Wednesday, July 25, 2012

Cobb Salad Recipe

For me when all this hot weather is around it is salad time. I have been looking for some main dish salads and I came across this one here at Whole Living which we had last evening, and it is a keeper!



Cobb Salad

Serves 6

1 boneless and skinless chicken breast half
2 large eggs
3 slices turkey bacon
1 head romaine lettuce, stalk and tough out leaves removed and sliced crosswise into 3/4-inch wide
strips (about 6 cups)
1 cup chopped fresh watercress
3 tomatoes, chopped into 1/2-inch pieces (about 1-1/2 cups)
1/2 small ripe Hass avocado, peeled, pitted and cut into 1/2 inch pieces (about 1/2 cup)
1/4 cup chopped fresh flat-leaf parsley
1/4 cup chopped fresh chives
1 ounce blue cheese, crumbled
3 tablespoons red wine vinegar
1 teaspoon Dijon mustard
1 tablespoon extra virgin olive oil
1/2 teaspoon freshly ground pepper

Bring a medium saucepan of water to a boil.  Add chicken; cook at a bare simmer until it is cooked through, about 15 minutes.  Transfer to a plate and cut into 1/2-inch cubes; set aside.
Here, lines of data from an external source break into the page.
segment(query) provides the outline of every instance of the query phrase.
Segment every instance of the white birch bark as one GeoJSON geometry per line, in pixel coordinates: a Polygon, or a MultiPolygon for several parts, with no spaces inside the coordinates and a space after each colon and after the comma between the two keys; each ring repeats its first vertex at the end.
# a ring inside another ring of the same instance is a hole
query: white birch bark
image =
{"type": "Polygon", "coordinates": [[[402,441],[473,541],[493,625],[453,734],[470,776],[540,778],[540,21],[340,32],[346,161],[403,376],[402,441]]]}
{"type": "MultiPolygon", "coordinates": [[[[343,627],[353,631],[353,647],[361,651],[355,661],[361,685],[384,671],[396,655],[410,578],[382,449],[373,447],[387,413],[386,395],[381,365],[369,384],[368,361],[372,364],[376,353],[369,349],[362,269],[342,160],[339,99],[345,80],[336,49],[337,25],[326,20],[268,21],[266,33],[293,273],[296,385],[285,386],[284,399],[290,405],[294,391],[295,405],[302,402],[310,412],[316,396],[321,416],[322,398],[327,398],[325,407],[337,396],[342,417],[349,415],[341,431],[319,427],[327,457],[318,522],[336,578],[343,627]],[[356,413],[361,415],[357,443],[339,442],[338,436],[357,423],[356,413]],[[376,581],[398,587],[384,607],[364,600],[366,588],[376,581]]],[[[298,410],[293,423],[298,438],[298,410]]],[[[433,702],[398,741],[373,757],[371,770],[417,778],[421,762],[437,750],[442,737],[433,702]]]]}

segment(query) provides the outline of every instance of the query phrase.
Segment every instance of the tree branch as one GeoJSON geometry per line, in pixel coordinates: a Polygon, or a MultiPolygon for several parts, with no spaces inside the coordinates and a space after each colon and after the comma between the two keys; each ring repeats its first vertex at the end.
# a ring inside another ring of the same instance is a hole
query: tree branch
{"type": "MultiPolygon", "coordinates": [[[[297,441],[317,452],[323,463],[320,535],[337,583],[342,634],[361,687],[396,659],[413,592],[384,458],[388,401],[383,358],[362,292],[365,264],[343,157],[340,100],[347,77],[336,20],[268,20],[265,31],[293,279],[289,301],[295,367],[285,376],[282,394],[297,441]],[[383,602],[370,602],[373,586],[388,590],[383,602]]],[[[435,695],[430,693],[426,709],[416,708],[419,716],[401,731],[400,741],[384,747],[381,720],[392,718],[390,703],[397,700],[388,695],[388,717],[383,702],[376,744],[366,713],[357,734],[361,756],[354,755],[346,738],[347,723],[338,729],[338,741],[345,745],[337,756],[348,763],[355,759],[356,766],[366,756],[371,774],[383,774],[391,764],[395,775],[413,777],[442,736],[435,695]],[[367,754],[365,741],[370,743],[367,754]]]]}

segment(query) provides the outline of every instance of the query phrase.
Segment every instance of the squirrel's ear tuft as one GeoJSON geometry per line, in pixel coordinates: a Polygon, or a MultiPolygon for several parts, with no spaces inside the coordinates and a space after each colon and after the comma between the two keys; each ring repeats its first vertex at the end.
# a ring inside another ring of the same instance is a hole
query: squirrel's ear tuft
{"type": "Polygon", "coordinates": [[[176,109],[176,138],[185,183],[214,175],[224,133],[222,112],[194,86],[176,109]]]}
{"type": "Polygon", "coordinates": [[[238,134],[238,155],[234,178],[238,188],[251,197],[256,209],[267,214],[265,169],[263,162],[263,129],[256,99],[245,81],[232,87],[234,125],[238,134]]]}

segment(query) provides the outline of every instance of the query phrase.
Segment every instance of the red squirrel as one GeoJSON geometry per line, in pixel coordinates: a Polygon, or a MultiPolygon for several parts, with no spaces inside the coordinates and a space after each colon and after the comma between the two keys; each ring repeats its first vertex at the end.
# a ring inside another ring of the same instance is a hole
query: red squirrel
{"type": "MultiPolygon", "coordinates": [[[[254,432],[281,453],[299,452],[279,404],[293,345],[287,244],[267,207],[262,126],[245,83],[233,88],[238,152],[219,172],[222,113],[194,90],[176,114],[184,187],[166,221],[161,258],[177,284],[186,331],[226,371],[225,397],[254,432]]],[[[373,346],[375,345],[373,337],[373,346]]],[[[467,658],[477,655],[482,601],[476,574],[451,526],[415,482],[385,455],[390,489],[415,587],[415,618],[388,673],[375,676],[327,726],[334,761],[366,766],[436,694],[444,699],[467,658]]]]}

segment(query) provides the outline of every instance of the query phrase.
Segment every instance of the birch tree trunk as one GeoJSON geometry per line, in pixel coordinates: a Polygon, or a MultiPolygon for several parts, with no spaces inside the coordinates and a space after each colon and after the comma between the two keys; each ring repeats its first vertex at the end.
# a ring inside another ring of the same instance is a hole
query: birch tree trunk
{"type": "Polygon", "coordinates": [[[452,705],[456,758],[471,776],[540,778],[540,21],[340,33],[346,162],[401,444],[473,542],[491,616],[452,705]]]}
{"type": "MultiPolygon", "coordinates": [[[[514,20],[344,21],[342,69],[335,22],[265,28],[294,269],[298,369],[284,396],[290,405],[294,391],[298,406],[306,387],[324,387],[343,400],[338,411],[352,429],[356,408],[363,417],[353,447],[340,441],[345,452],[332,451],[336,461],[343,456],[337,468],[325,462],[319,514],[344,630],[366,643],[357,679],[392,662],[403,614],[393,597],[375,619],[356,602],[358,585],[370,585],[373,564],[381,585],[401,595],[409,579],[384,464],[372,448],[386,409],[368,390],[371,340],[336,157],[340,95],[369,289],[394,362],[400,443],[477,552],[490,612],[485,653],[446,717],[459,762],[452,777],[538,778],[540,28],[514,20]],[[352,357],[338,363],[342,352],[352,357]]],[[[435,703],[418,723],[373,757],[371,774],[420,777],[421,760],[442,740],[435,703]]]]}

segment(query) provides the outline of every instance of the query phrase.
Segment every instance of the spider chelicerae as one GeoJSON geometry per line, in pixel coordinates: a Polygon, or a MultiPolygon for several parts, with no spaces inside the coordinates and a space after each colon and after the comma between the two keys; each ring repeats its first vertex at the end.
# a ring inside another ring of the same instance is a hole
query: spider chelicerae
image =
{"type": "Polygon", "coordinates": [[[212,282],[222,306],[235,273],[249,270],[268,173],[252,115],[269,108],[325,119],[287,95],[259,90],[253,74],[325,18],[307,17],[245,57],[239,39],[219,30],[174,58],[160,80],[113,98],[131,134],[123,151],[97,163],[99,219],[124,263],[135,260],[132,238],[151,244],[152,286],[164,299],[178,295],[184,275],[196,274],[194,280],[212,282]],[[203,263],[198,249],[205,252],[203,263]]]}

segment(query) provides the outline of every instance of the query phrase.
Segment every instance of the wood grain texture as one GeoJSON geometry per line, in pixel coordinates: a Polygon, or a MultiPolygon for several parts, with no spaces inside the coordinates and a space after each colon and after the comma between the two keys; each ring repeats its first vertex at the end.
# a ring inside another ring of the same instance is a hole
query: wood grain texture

Place eggs in a small saucepan; fill with enough cold water to cover by 1 inch.  Bring to a boil over medium-high heat; turn off heat.  Cover; let stand 11 to 12 minutes.  Transfer to a small bowl and cover with cold water; let cool and peel.  Slice eggs in half lengthwise.  Discard one yolk and pass the other through a fine sieve into a small bowl; set aside.  Slice each egg white into six wedges; set aside.

Cook bacon in a medium saute pan over medium-low heat until browned and fat is rendered, turning once, about 3 minutes per side.  Transfer to drain on paper towels.  Let cool; roughly chop.

Spread lettuce on a service platter.  Arrange chicken, eggs, bacon, watercress, tomatoes, avocado, parsley and chives in separate rows.

Make the vinaigrette: in a small bowl whisk together cheese, vinegar and mustard.  Slowly whisk in the oil, cheese, vinegar and mustard.  Slowly whisk in the oil.  Season with pepper.  Drizzle vinaigrette over salad and serve immediately.

(Chicken breast and turkey bacon was used for a leaner version of this salad.  If you prefer you can use roasted turkey breast instead of poached chicken.)

Added note: this is a great main dish salad.  Gregg and I thought it was excellent.  He especially enjoyed the dressing and asked me to use it on other salads.  Easy enough to do as it's one of the simplest I have made.  Instead of mixing the blue cheese in the dressing I sprinkled it over the salad instead.

I couldn't find watercress in our local supermarket and even asked the produce manager.  He said he never knew when it was going to come in.  In other words you have to pop in and hope it is there. I have looked before and don't ever remember it being available on other visits, but then I haven't made anything in a long while that calls for watercress, so it's possible that I have missed it. They had some really good baby butter lettuce which was a good substitute we thought.  The leaves were tiny and when all else fails, improvise right?

I did buy the flat leaf parsley but when I tasted it I found that I didn't like it, and just to be sure asked Gregg. He didn't care for it either.  I have never bought the flat-leaf parsley before and I don't think I will again.  I should have bought Cilantro instead.  Probably not traditional for a Cobb Salad but it would fit our taste buds better.

I didn't use the hard boiled eggs as one of us can't abide the smell of them cooking, texture or the taste.  It was easy enough to leave them off as there were plenty of other ingredients to enjoy.

I reduced the ingredients a little to serve two people but there were leftovers still and hopefully they will be fresh enough to use for lunch tomorrow.  I put it in a Ziploc bag and am keeping my fingers crossed.

Not strictly a Cobb Salad by the traditional sense but all in all delicious and one I will be making again.